The landlords are looking for a new replacement sheep so that our current sheep won't be so lonely. I hope they find one quickly!


Thursday, March 26, 2009

Growing Herbs and a Special Project Update

Above is one of our "outdoor kitties." They are the neighborhood cats who have lived around our house for several years. There are two of them, a brother and sister and they look almost identical except that the sister is smaller than her brother. Our neighbor calls them "Alpha" and "Beta" but I usually just call them both "gray kitty." It's not a very romantic name, but they don't seem to mind. I try to feed them each day and they seem grateful. They are much more affectionate that I would expect them to be and they love it when I have time to play with them. 

My herb seedlings seem to be doing well. A few days ago I moved them downstairs to a windowsill where they can get more sunlight. Tomorrow Woodley and I plan to go to the garden store to pick up some containers and potting soil so that we can transplant them when they are ready for that. It will be so exciting to be able to pick herbs from our own little garden. I do hope they survive!

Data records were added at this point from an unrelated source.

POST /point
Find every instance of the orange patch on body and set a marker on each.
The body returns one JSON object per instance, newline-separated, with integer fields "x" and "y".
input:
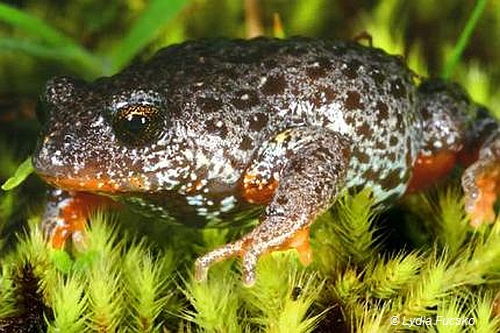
{"x": 300, "y": 242}
{"x": 75, "y": 216}
{"x": 428, "y": 170}
{"x": 105, "y": 185}
{"x": 482, "y": 208}
{"x": 258, "y": 192}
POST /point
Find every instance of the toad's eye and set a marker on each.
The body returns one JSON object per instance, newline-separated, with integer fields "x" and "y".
{"x": 138, "y": 125}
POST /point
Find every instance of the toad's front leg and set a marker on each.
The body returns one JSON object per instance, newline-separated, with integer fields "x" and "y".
{"x": 298, "y": 174}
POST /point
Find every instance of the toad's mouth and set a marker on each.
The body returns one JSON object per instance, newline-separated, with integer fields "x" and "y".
{"x": 101, "y": 184}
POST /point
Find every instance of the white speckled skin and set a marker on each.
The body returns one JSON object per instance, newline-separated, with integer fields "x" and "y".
{"x": 314, "y": 117}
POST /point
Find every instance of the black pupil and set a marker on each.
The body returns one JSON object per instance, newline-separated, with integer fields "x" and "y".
{"x": 136, "y": 124}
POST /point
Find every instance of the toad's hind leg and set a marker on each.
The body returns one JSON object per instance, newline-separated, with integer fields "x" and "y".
{"x": 481, "y": 182}
{"x": 306, "y": 169}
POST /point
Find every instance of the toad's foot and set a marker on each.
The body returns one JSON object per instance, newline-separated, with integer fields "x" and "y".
{"x": 250, "y": 248}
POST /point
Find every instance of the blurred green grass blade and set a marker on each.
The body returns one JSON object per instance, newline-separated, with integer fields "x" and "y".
{"x": 89, "y": 64}
{"x": 33, "y": 25}
{"x": 156, "y": 15}
{"x": 463, "y": 40}
{"x": 52, "y": 44}
{"x": 22, "y": 172}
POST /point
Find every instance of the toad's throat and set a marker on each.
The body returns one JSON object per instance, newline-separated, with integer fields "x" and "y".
{"x": 101, "y": 184}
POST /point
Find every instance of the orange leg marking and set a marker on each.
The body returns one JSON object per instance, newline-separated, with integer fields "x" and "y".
{"x": 482, "y": 208}
{"x": 74, "y": 216}
{"x": 300, "y": 241}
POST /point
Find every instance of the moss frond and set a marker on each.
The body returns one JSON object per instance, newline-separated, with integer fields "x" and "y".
{"x": 348, "y": 231}
{"x": 69, "y": 305}
{"x": 215, "y": 302}
{"x": 148, "y": 280}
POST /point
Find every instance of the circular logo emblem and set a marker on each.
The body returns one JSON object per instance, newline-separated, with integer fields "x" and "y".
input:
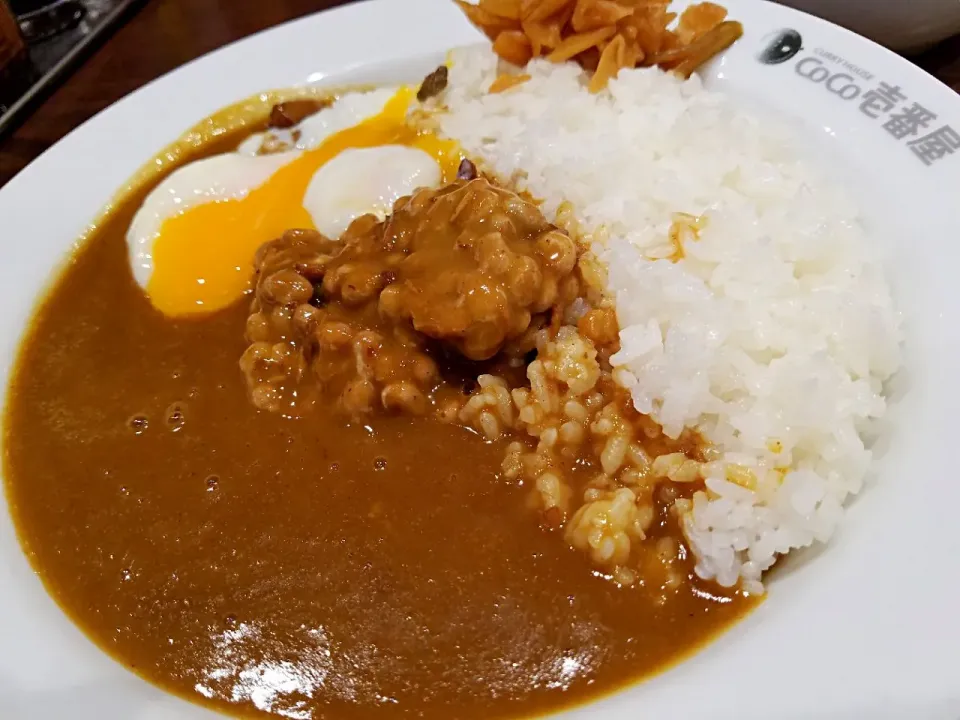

I did spend some time working on "the blue room" yesterday. I definitely didn't finish but I did manage to make some progress. It has been a steadily worsening mess ever since Christmas. As I dug through it yesterday (attempting to reconnect with the carpet underneath it all), I realized that it is made up of several things: wrapping paper (Christmas and general), gift wrapping boxes, crafting supplies, and memorabilia from our wedding and celebration ball last year. My goal is to organize the wrapping supplies into two separate groups: one for Christmas wrapping and one for year round wrapping. Then I hope to stumble upon an organizational scheme for the crafting goods and memorabilia. Eventually I want to scrapbook and box up the special items from our wedding adventure. (I will have to blog more about that crazy year-long journey later, probably as I am organizing all those little bits of paper). Once it is all orderly and organized I hope that Thursday can be my crafting day! Currently I have several projects I want to do: a simple skirt, a ballgown I started before Woodley and I even had started dating, and several quilts. 

Well, it's not perfect, but at least you can see a little more floor!